Where the neuropsychological exam is normal or there is a significant

psychiatric component, a psychiatric evaluation is advised. Psychiatric

symptomatology is not uncommon in Lyme and the presence of depression, anxiety,

obsessive compulsive symptoms, flat affect and so on may cloud the issue of

significant cognitive decline. Both the cognitive and psychiatric symptoms

would be expected to improve with antibiotic treatment in Lyme encephalopathy.

However sometimes concurrent treatment with psychotropic medication is

necessary.

 

Unfortunately for some patients significant cognitive impairment persists even

after years of antibiotic treatment. These patients may never be able to return

to their premorbid level of employment, or be gainfully employed at all.

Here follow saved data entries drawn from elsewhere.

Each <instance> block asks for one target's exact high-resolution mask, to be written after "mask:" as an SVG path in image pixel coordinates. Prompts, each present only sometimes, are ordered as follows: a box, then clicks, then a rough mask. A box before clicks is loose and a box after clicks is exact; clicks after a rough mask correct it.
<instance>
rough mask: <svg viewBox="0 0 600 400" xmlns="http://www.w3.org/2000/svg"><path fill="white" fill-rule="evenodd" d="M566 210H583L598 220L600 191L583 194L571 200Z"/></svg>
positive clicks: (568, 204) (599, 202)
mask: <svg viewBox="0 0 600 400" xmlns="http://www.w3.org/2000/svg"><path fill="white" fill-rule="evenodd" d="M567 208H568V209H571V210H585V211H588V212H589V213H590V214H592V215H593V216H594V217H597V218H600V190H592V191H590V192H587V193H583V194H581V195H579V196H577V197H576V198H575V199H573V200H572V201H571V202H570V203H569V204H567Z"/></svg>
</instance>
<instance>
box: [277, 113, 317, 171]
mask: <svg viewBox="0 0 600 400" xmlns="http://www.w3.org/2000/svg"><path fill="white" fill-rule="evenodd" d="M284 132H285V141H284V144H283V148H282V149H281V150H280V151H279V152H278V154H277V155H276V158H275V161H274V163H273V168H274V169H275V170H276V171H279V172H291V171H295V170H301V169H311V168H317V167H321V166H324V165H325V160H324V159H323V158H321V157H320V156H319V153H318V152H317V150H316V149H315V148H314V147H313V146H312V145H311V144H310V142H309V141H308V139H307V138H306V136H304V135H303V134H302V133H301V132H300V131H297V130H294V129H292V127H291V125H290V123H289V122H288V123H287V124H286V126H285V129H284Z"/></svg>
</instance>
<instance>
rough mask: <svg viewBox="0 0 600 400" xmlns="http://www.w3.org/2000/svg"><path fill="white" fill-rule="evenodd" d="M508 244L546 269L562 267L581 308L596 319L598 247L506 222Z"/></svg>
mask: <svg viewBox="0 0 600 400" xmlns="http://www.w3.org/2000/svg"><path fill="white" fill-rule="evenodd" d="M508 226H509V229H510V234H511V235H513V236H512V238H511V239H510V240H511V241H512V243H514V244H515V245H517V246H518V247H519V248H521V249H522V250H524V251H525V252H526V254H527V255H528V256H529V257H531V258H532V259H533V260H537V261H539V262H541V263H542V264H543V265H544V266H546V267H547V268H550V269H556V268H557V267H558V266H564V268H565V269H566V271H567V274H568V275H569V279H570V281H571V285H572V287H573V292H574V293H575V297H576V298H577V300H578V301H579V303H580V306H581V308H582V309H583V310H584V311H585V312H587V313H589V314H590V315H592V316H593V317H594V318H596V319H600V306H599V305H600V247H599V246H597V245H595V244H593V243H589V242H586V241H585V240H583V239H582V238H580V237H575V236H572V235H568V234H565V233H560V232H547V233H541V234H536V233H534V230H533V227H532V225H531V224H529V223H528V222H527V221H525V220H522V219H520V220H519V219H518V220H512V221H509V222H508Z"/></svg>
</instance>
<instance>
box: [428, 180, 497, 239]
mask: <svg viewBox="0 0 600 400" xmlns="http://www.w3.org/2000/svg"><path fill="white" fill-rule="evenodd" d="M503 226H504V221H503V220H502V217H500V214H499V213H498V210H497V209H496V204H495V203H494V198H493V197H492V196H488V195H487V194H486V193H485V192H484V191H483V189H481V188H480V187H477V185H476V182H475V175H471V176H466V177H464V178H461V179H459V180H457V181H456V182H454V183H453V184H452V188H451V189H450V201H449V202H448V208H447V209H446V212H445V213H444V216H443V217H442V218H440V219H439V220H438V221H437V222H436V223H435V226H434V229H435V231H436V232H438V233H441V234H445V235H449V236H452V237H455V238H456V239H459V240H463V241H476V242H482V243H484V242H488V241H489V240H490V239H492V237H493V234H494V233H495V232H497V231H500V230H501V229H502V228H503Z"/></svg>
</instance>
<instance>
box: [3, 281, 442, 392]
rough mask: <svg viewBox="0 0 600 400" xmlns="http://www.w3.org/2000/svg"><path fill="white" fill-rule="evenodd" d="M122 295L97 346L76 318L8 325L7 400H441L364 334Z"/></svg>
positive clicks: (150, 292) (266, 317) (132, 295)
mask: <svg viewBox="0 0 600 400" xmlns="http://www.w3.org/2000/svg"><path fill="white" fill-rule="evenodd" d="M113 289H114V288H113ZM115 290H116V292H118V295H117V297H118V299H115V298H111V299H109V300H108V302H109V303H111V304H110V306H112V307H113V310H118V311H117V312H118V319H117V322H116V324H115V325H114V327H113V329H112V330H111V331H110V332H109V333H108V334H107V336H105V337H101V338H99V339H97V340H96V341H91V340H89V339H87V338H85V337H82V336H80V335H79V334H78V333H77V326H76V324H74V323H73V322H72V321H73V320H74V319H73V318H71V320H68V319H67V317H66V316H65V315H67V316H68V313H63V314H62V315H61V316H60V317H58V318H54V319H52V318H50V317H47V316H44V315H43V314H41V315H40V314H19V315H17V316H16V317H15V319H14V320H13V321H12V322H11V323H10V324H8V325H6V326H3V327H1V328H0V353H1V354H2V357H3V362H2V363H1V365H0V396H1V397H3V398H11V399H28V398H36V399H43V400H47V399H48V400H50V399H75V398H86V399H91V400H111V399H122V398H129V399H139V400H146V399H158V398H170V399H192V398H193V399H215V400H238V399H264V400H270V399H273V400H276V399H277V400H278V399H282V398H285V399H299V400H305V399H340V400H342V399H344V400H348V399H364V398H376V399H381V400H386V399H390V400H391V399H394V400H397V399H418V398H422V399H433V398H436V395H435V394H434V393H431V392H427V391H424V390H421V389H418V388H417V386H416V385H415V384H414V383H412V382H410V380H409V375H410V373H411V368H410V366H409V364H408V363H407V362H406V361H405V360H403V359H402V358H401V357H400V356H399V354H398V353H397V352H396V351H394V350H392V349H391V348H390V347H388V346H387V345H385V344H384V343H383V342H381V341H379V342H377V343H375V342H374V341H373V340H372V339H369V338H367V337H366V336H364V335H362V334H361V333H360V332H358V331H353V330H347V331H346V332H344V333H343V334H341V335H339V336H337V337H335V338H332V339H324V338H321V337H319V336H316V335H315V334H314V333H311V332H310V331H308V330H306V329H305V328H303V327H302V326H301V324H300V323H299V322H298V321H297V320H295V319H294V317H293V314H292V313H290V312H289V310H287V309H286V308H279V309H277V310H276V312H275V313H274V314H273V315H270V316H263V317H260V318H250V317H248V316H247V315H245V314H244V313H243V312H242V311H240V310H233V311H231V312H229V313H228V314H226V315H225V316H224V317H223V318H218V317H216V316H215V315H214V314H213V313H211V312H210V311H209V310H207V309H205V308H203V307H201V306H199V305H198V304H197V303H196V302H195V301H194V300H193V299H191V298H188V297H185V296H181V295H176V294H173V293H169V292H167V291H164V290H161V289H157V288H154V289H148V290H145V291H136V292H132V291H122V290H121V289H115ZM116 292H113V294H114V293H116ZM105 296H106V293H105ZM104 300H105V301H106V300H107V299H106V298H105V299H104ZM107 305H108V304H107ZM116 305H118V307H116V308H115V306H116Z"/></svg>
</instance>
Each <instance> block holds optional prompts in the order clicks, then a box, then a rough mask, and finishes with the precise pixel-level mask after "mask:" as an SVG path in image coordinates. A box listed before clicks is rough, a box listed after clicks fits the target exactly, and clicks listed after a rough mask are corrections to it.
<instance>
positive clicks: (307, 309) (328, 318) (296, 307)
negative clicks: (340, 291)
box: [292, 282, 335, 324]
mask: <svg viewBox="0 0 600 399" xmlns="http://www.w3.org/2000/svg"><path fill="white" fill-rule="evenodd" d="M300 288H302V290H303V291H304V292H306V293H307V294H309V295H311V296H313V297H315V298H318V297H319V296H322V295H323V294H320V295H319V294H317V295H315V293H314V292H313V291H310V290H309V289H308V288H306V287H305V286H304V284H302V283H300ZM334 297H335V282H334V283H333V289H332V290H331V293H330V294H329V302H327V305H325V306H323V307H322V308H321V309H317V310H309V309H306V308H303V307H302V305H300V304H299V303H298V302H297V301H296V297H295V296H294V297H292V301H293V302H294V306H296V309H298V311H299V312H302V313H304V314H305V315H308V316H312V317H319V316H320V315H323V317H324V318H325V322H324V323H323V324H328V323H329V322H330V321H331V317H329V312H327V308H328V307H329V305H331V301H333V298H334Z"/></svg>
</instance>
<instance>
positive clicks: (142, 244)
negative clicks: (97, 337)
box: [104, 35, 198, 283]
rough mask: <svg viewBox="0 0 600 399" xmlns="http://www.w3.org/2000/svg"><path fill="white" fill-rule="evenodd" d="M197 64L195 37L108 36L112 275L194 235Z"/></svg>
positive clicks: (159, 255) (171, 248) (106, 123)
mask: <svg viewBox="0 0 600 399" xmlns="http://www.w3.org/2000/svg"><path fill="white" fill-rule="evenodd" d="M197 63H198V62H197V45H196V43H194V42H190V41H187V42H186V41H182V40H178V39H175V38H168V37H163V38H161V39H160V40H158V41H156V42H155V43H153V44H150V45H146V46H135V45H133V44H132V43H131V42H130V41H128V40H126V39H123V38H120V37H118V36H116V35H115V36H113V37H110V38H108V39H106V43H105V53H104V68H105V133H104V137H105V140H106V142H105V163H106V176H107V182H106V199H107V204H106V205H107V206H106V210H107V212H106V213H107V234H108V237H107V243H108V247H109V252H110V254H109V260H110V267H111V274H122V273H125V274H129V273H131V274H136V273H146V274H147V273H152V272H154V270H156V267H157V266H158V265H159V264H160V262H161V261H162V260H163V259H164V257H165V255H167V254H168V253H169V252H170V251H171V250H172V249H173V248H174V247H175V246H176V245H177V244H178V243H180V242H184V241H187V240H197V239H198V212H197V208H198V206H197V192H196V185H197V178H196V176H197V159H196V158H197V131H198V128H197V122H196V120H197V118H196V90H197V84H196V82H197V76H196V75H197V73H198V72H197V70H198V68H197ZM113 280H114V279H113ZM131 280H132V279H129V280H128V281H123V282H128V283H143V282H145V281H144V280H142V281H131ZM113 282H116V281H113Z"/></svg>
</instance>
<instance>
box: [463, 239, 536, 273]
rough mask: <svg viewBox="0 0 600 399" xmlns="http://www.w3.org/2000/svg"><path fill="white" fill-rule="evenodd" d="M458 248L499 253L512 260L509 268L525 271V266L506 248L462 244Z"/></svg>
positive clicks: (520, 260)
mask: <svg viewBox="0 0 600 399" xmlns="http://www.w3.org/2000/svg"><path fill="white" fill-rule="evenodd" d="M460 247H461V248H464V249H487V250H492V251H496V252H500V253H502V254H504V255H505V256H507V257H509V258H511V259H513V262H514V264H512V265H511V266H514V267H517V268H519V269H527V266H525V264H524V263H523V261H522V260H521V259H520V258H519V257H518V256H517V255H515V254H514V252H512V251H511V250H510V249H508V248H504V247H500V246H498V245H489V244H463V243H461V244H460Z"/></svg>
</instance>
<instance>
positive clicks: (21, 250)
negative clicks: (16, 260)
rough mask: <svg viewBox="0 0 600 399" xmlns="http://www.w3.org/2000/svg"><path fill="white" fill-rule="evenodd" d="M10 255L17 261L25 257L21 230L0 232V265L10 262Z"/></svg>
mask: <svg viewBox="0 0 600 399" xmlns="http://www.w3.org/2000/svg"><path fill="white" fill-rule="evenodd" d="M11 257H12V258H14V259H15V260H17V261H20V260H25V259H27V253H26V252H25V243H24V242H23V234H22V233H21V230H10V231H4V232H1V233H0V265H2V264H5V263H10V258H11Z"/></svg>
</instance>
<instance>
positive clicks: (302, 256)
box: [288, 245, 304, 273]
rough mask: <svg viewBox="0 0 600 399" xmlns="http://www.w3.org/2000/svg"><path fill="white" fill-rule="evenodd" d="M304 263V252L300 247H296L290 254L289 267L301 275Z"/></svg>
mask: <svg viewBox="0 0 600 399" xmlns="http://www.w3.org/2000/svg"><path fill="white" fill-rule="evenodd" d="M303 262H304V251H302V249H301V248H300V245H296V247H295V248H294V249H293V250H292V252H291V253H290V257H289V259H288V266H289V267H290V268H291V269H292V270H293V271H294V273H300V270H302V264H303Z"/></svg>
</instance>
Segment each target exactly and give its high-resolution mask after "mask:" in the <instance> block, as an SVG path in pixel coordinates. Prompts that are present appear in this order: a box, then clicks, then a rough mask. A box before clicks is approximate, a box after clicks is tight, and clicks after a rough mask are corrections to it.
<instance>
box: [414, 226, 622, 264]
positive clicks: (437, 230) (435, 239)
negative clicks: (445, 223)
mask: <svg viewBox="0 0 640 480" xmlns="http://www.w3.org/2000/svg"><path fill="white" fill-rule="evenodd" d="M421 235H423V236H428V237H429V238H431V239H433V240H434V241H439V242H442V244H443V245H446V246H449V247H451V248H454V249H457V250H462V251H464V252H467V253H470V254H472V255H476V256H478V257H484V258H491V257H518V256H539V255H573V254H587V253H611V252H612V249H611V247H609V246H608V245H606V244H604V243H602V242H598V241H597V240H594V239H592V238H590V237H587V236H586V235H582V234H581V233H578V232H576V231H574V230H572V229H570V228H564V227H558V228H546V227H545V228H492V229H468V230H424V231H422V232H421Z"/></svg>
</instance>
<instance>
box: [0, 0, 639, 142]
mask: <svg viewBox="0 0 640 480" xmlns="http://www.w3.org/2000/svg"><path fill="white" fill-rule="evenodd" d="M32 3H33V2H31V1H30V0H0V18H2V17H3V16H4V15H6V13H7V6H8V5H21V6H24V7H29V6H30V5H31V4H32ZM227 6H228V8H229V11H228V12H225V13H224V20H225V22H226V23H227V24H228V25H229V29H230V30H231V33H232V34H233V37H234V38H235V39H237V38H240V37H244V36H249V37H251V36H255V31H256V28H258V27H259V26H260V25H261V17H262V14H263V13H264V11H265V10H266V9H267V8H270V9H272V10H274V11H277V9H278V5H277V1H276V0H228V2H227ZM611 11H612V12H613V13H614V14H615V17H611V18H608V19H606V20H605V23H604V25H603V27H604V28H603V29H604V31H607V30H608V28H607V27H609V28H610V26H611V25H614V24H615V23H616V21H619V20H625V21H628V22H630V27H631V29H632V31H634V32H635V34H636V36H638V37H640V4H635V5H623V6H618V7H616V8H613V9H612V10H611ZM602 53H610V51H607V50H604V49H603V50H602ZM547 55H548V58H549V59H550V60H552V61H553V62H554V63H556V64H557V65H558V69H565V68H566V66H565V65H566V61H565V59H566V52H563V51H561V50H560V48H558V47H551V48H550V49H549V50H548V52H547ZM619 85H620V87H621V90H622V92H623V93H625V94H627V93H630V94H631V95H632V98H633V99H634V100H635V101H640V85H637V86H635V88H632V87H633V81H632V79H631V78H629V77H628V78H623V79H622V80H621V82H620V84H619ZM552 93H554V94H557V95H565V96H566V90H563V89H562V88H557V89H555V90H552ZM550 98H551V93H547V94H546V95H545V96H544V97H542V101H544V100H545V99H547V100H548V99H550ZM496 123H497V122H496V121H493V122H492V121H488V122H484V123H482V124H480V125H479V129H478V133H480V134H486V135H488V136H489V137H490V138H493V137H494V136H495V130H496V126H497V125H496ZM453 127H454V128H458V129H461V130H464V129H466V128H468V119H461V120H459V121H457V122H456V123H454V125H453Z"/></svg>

Cognitive remediation can help them learn strategies for improving memory and

concentration and relieving stress. Support and advice in regard to living with

a chronic condition is equally important. Strategies include reducing work

hours when possible, taking regular rest periods during the day, limiting the

number of outings in a week, and using a calendar to stay organized and

structure their time.

 

5) Cognitive impairment in Lyme disease: specific functions and the impact

or deficits

 

1. Attention and

mental tracking: includes directed and sustained attention: the ability to direct

and maintain one’s focus on a particular event or idea, whether in the

environment or internally; and divided attention: the ability to simultaneously

attend to two events, or dot two or more things at a time, or to retain

awareness of one thing while doing another.

 

Impact: difficulty functioning

effectively in many situations, remembering what one was doing before a

distraction, keeping track of conversation, taking notes while someone is

speaking, remembering that someone is on hold or what you were about to say.

 

2. Memory: Retaining new information.

 

Impact: secondary to

impaired attention, slowing of processing and the retrieval of stored

information, but not storage per se, a tendency to lose or forget things, miss

appointments, repeat oneself.

 

3. Receptive language: understanding spoken or written language

 

Impact: secondary to

impaired attention and speed of processing, difficulty participating in

meetings or social conversation, difficulty with reading comprehension.

 

4. Expressive language: Using spoken or written language to express

ideas

 

Impact: difficulty finding

the right word, using the wrong word and not noticing, not being able to

express oneself or communicate

 

5. Visuospatial Processing: Efficient scanning of the visual field,

making sense of how things are related in space, visuospatial conceptualization

and problem solving.

 

Impact: a tendency to get

lost, difficulty with reading comprehension.

 

6. Abstract reasoning: The ability to generalize from the particular, to

identify the common factor between related concepts, to compare and contrast

two things or ideas, to see the “big picture”, to identify the

critical factor in a situation, to anticipate consequences and make inferences

regarding cause and effect.

 

Impact: difficulty with

decision making, planning, and problem solving.

 

7. Speed of mental and motor processing: the ability to think and

respond quickly, critical to understanding speech which occurs at a fairly

constant rate.

 

Impact: difficulty

understanding or keeping up a conversation, functioning in a timely manner in

day to day situations, meeting deadlines.